Today, the new category system, which allows an unrestricted number of category-levels, has been installed on PhysicsOverflow. This system was required to enable the categorization of submissions beyond the four levels provided by the actual Question2Answer (Q2A) framework. This new system is almost invisible for the user, but has the important function to make a (future) large number of submissions searchable by the user. About two and a half months have been required to develop this system, you had to wait for a long time.
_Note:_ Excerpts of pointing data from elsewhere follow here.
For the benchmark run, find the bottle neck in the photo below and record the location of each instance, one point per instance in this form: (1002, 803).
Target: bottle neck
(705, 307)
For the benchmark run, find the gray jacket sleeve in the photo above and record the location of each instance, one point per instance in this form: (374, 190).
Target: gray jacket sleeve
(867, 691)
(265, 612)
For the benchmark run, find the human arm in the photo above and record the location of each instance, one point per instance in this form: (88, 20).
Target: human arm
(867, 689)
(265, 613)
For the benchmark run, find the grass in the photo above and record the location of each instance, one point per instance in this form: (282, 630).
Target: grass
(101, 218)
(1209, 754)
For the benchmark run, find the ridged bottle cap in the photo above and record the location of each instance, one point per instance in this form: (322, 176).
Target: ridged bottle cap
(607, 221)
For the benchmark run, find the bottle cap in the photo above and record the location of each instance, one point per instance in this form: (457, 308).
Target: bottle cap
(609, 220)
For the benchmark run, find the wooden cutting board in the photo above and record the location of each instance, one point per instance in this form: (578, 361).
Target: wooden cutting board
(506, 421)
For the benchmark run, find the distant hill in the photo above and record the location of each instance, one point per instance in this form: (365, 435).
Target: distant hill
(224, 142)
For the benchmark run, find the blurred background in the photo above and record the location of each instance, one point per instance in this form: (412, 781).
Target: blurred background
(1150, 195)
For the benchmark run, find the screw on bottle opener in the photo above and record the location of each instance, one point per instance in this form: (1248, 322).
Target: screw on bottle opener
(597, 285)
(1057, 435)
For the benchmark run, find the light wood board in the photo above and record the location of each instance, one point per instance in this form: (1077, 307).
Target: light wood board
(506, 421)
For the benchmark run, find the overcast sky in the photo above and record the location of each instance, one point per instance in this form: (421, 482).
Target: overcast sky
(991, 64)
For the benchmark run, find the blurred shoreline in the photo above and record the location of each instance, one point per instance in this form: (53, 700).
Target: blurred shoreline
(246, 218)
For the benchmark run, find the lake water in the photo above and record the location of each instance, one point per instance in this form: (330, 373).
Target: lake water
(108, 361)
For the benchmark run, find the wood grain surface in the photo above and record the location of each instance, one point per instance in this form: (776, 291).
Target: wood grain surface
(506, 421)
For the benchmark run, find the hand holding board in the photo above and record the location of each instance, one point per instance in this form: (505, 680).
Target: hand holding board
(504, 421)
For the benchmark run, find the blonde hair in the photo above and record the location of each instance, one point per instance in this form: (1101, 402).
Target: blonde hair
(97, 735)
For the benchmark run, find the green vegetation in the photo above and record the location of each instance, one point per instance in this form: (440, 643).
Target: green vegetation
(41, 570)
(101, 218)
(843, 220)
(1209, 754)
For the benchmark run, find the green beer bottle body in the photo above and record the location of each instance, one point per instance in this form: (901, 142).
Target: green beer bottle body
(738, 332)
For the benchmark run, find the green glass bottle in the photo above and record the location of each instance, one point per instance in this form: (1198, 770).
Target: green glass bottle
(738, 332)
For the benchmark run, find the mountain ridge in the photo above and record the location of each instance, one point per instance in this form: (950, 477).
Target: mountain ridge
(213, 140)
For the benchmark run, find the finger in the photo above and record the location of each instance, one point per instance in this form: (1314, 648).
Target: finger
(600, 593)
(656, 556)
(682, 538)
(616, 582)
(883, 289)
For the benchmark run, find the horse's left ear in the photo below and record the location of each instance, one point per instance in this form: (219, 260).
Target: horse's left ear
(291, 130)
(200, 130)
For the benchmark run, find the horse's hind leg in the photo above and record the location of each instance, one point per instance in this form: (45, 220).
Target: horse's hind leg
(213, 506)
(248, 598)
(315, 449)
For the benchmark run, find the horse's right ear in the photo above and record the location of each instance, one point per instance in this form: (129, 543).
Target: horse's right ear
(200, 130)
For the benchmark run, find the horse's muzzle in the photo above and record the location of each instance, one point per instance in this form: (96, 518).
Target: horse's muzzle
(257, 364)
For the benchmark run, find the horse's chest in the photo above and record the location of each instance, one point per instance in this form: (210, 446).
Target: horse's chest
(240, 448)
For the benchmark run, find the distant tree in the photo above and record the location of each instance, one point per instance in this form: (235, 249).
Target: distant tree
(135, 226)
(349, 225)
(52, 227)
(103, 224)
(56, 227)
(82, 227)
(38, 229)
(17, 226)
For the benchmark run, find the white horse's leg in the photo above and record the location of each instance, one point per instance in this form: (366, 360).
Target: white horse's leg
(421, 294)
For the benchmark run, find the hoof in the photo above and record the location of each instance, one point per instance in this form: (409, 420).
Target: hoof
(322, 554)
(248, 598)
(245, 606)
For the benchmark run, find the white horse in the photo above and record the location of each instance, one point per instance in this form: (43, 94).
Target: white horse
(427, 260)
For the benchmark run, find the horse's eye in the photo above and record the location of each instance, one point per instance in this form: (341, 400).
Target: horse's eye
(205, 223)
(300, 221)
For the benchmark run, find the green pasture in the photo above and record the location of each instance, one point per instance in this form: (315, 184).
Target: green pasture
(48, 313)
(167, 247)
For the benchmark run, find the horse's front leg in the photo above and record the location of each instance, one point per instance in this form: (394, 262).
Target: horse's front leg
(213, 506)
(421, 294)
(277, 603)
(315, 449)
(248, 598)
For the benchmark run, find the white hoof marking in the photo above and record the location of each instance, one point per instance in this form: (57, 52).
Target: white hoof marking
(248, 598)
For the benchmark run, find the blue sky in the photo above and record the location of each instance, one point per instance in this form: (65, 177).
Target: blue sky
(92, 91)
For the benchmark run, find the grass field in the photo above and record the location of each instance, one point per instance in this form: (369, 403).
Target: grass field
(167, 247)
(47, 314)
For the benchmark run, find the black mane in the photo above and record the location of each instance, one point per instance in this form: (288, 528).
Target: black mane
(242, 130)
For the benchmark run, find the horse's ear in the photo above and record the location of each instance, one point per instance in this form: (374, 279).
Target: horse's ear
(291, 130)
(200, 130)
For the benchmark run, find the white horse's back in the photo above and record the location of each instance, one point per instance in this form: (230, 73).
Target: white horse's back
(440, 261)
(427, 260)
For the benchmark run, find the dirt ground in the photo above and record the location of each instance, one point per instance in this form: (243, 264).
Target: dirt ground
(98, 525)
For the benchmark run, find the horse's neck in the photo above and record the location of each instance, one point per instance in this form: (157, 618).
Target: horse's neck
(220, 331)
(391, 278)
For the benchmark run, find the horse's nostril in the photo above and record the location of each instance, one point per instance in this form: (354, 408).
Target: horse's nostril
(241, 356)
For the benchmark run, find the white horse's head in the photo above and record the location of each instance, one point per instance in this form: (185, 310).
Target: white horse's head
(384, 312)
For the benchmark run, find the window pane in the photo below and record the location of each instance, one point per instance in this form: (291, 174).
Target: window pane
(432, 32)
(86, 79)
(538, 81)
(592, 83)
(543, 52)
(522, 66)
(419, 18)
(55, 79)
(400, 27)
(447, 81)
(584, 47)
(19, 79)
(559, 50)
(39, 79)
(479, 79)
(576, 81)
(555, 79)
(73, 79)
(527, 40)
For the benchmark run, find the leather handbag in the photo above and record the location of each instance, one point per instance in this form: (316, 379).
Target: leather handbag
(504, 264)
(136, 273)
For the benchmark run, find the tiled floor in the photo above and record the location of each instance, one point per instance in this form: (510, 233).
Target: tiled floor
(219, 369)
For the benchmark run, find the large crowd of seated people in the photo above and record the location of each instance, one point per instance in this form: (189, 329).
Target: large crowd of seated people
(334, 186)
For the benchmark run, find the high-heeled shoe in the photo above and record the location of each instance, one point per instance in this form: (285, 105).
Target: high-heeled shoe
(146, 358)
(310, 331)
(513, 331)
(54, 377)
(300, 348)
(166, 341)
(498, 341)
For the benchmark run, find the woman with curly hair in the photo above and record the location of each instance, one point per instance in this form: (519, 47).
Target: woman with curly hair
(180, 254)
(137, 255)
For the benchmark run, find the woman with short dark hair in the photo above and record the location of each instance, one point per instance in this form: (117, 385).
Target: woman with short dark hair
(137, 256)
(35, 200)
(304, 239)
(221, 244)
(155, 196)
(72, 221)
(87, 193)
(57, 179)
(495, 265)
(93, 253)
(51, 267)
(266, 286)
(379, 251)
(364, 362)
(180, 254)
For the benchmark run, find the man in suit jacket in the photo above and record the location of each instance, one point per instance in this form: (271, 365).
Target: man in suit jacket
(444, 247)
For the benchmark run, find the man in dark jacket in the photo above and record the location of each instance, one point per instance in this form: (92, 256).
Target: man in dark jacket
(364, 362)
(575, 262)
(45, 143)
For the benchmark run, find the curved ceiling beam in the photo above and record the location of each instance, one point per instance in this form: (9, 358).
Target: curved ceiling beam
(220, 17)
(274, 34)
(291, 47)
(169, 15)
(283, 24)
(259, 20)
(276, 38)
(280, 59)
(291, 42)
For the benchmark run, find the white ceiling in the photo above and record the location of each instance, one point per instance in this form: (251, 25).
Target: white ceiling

Therefore I like to give you some insights.
The original category system of the Q2A framework is a hierarchical database model. Every node (a category) is linked to its parent by the ID of the parent node. Such a model enables a fast writing of new nodes (you just create the node and link it to its parent), while queries through the tree are usually slow. Q2A solved this issue by a fixed number of 4 category levels. To be able to find parents in a short time, the path to the parent is hard-coded in every post. This means that every post contains four indices storing the way back through the tree. This is a clever and fast solution. However, it can not be extended to an unrestricted number of categories, it even gets slow if extended to 8 levels for instance. The category system is written in the core code of Q2A and spread over a large part of the system.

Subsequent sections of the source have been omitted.